While the meatloaf is baking, prep the sweet potatoes by placing them on a parchment lined baking sheet. Then toss them together with the olive oil, garlic granules, and sea salt.
Next prep the green beans by placing them on a parchment lined baking sheet. Toss them together with the olive oil, garlic granules, and sea salt. Set both pans aside.
Remove the meatloaf from the oven and allow it to cool for at least 30 minutes before slicing it for meal prepping.
While the meatloaf is cooling, turn the oven up to 425ºF and roast the sweet potatoes until tender, 20-30 minutes.
Remove the sweet potatoes from the oven, and then place the green beans in. Turn the oven up to broil and cook until nicely browned, about 8-10 minutes. Watch the green beans carefully when broiling as it doesn’t take long to go from browned to burned.
Let the sweet potatoes and green beans cool for 20 minutes or so before portioning everything out into 4 meal prep containers.
Refrigerate and eat within 4 days.
Notes
The cooking time seems long, but most of the time is fairly hands off where you can prep other things while this cooks.
- Prep Time: 30
- Cook Time: 1 hour
- Category: Meal Prep
- Method: Oven Baked
- Cuisine: American
What a neat recipe! Love how you enhanced the meat loaf with veggies! A nice, healthy spin on comfort food!

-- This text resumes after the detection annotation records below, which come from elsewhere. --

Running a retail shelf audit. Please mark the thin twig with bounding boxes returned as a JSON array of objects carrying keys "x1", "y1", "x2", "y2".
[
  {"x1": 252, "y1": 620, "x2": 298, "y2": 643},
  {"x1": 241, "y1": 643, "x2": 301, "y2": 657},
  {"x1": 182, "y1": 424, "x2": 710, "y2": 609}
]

Where did you purchase your glass meal prep containers, and how much do they hold? I’ve been on the hunt for some good meal prep containers, but some of the reviews for a few I’m looking at mention they chip and the lids stop working so I’m stumped!
I got these meal prep containers at TJ Maxx, and I’m sorry I don’t even know what brand they are. They hold about 1 cup in the small side and 2 cups on the larger side. I’ve really liked having a thick glass container and haven’t had problems with chipping – have you tried Pyrex, I have some and they’ve been great! Also I had lots of problems with my lids until I stopped putting them in the dishwasher. Hope this helps, and I sure hope you get to enjoy this recipe sometime!